A cyberforce. No, really, a uniformed cyberforce.
The President announced a separate Space Force service to protect our off-planet national interests. But wait, there’s more. In the 2020 defense budget authorization bill, Congress asks the Pentagon to study whether a separate uniformed service dedicated to cybersecurity should join the Army, Navy, Air Force, Marines, Coast Guard and new Space Force. After 72 years with no new armed forces designated in this country, we may see two instituted in a 2-3-year period. Semper Cy.
More Shared Ventures for Banks and FinTechs.
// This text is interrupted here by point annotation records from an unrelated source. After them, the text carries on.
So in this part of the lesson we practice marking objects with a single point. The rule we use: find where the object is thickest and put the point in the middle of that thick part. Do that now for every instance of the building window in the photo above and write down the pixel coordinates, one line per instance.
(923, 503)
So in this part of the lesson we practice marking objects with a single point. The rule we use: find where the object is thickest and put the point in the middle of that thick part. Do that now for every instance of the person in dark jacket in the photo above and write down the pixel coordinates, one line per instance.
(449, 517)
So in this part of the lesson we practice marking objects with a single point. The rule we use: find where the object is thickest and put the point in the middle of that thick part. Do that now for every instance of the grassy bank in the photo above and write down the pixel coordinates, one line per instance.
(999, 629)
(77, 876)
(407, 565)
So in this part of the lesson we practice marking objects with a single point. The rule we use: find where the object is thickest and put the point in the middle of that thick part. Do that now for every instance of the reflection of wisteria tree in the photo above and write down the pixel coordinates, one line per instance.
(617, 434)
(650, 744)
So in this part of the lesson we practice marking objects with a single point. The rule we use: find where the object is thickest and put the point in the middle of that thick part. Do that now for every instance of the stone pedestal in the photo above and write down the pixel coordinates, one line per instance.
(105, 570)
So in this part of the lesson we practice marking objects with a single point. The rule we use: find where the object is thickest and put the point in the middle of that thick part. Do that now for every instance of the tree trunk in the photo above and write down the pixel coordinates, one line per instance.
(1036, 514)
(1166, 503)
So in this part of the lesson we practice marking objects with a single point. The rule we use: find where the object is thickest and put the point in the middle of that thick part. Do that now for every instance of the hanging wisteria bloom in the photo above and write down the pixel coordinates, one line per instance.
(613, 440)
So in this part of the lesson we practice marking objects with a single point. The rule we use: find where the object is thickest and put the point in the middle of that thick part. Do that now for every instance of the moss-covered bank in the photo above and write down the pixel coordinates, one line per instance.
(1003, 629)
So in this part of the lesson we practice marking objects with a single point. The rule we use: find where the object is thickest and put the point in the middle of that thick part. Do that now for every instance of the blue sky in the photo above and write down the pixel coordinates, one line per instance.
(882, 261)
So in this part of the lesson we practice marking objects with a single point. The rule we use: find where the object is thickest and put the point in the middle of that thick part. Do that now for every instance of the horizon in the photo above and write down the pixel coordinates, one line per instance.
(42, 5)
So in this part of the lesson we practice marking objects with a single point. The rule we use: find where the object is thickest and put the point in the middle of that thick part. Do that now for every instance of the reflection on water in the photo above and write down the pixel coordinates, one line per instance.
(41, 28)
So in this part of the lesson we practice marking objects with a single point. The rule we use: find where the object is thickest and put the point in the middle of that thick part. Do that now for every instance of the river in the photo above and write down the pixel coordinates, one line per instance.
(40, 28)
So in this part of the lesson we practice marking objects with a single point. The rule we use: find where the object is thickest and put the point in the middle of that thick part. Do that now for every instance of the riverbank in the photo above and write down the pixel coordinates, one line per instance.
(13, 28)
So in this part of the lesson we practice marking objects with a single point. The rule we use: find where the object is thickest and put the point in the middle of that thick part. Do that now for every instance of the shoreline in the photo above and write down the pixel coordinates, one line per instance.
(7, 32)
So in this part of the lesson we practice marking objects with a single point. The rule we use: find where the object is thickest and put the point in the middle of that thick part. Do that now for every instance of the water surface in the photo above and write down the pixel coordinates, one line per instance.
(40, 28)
The more it becomes apparent that regulation of FinTech is likely to look very much like regulation of standard banks, Fintech companies have been searching for different ways of gaining credibility and scale in the marketplace. The clear answer is to use the stored-value card model of combining the flexibility and creativity of a FinTech company with the solidity, resources and regulatory acceptance of a bank. While 2019 saw a slow growth of this trend, 2020 is likely to increase the pace of sharing projects and business plans.
Year of the Deepfakes.
A combination of the US election year, a highly polarized electorate, foreign technical interference, and the democratization of AI technology is likely to produce some of the first socially relevant Deepfakes this year. The Russians are working to raise their election meddling game and probably will send out “incontrovertible” video of famous people or their families saying terrible things or otherwise behaving badly. I wouldn’t put it past the US political dirty trick machines either. Don’t believe everything you see. Or that you hear. This may be the year where your company’s CEO’s voice is Deepfaked to give false payment instructions. That attack is coming; just a matter of when.
IoT Vulnerability Everywhere.
We are already reading about hacked kid-cams being used to bully children, and in-room cameras capturing compromising adult pictures to use for blackmail (frequently demanding more debaucherous pictures). Your home is wired, and therefore vulnerable. Your car includes more than a million lines of code and links to the internet through its entertainment system, and therefor vulnerable. Your phone contains camera, microphone and GPS reader, and is painfully vulnerable. Not to mention your smartwatch or other wearables. These exposures will capture the attention of more hackers this year, for corporate espionage, blackmail, extortion and information gathering to support fraud. Both the bad guys and the people chasing them will learn new and creative ways of using direct connections into our lives.